After giving some background, and a little reading from her latest book, The American Agent, Jacqueline Winspear was kind enough to answer some questions from the 100+ fans in attendance (116 by my count from the back of the room).
While fans asked great questions, I jotted down Jacqueline’s answers as I heard them, but not being proficient at shorthand, or recording anything, these aren’t direct quotes, but they’re paraphrased from Jacqueline. Anything in quotes is a quote. My humblest apologies to Jacqueline Winspear if anything is wrong.
Q: When you wrote Maisie Dobbs, did you know it was a series?
A: When started, she had not planned a series, just one book. The day after it went into print the publisher asked for the next book of the series. Luckily Jacqueline had been writing little fragments and things on her computer, so she printed them all off and laid them out on the floor. Within these fragments, she found six books — or the seeds for six books. She began to think of the arc of a series instead of an arc of a single book.
Q: Did you plan the length of the series then? Do you have a planned length now?
A: Didn’t plan it then, but “there are more books behind me than in front of me.” Maisie will return “not next year but maybe the next.”
Q: Is Maisie based on anyone in particular?
A: No! But Jacqueline wanted to honor that generation of women that were so changed by World War I, members of the “surplus women” generation. The War changed how these women saw themselves. At that time they had just won the right to vote, and then the war, and expansion of Women’s suffrage, so women would outnumber male voters by far for years to come. They wanted a home worthy of heroes, that took care of people. It was thanks to them the UK developed the National Health System and much more.
Q: What about Maisie’s psychic abilities?

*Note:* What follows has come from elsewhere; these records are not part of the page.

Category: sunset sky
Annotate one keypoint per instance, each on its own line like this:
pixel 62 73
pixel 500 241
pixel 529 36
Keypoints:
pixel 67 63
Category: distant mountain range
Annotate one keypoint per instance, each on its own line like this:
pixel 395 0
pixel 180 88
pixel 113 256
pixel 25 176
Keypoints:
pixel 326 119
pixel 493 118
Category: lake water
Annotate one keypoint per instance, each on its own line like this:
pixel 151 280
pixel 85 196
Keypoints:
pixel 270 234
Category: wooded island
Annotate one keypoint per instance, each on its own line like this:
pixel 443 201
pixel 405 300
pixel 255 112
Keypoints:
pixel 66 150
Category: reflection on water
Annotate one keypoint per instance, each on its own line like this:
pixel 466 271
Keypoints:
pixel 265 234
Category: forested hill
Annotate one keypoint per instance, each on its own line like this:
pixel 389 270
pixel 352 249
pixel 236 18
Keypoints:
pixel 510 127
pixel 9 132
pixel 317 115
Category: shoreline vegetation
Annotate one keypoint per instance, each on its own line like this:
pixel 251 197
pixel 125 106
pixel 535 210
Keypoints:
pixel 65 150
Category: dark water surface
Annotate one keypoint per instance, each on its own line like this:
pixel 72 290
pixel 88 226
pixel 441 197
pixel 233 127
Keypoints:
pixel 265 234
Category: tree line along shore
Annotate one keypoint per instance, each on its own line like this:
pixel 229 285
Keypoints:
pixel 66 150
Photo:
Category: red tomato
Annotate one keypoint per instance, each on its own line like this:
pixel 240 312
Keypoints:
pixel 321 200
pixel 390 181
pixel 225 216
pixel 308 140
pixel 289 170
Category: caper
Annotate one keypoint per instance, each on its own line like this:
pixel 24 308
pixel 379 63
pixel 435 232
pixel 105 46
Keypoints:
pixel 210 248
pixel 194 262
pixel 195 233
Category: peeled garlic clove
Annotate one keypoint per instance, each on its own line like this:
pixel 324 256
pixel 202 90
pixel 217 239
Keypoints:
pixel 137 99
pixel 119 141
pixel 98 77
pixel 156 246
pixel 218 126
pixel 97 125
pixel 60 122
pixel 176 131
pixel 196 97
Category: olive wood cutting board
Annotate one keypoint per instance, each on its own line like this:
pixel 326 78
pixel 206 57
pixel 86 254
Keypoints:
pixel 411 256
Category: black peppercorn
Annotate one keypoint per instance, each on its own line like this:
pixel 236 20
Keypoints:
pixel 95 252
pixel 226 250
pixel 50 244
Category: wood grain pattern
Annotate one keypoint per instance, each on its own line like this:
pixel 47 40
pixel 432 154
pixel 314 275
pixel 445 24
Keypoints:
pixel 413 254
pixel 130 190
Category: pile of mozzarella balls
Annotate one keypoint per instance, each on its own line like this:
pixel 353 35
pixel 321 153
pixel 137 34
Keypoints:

A: She’s has a sharp intuition. She’s ‘A Sensitive.’ “She’s been trained to use it.” There was a lot of Spiritualism growing, coming up at that time, so it was certainly part of the culture and time period. [Another example of the era is Sir Arthur Conan Doyle who became deeply interested in Spiritualism at that time, and Harry Houdini who moved from hopeful to skeptic to critic. –blc]
Q: Maisie has interesting heritage on her mother’s side? Where did that come from?
A: It was organic. Jacqueline wrote about it in a much earlier book, but took it out, placing it later. It was something she just seemed to know about Maisie early on. Roma people were in the UK very early on, and water gypsies too.
Q: Are you working on any other non-Maisie projects right now?
A: Yes! Two upcoming books with different characters. “It’s very exciting.”